Las comunidades, asociaciones barriales, ONG y escuelas -que cumplen una función para la que no fueron creadas- mitigan el hambre y sostienen el sistema. Falta personal -en muchos casos son pagos por la Comuna y/o Municipio-, el estado edilicio está a su cargo sin recibir nunca un aporte. Tampoco hay fondos para equipamiento, tales como heladeras, cocinas, vajilla, etc. Además faltan artículos de limpieza e higiene.
En definitiva, mantienen a duras penas los edificios, adquieren el equipamiento, abonan salarios al personal que atiende, suman voluntarios y también colaboran con alimentos. Porque a todas luces nadie puede comer en Santa Fe con $ 3,80, monto actualizado en 70 centavos luego de los reiterados reclamos.
La Ley dispone que la actualización de partidas debiera ser revisada dos veces por año, tanto en marzo como en julio. Las autoridades oficiales deben apuntar los números que provee el Instituto Provincial de Estadísticas y Censos en el rubro alimentación y limpieza. Los Cooperadores exigen al menos llevar este importe a $ 6. Además denuncian ante quienes quieran escuchar que las remesas se transfieren con atraso, luego de presentaciones burocráticas que demanda a las escuelas un ímprobo trabajo adicional.

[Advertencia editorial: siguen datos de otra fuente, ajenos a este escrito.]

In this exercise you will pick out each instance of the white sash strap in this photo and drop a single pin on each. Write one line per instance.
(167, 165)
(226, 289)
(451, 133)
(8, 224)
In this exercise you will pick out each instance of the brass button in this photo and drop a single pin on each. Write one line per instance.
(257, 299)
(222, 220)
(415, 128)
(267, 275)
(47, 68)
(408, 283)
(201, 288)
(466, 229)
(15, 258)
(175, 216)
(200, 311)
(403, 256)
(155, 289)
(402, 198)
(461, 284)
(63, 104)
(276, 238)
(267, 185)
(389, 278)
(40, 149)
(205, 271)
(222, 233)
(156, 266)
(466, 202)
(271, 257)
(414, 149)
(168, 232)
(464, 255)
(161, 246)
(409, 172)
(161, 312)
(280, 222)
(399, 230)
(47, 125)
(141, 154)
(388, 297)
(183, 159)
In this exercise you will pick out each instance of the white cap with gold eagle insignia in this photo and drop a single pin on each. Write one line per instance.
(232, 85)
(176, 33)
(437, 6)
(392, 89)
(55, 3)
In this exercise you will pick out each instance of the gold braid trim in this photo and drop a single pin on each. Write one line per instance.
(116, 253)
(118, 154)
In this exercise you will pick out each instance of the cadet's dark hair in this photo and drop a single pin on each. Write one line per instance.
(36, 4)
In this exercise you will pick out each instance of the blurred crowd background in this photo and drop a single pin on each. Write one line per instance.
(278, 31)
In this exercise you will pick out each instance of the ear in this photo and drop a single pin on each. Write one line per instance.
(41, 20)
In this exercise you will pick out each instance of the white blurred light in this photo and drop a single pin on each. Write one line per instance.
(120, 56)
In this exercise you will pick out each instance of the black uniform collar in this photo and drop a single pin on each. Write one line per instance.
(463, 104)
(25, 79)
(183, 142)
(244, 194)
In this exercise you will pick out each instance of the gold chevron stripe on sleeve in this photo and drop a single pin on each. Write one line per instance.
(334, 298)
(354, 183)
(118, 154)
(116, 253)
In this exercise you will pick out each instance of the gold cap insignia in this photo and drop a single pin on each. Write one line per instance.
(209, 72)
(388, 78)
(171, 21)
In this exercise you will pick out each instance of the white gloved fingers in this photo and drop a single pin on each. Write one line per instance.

¡Es el Estado ausente! Delega en otros su función. No se hace cargo ni siquiera de aportar un monto digno para que aquellos que deben recibir un plato de comida en un comedor porque no pueden hacerlo en su casa. No se hace cargo de que tengan un alimento adecuado de lunes a lunes, días hábiles y feriados. El presupuesto de la provincia de Santa Fe, que supera los 40 mil millones de pesos, no garantiza con su aporte una comida decente.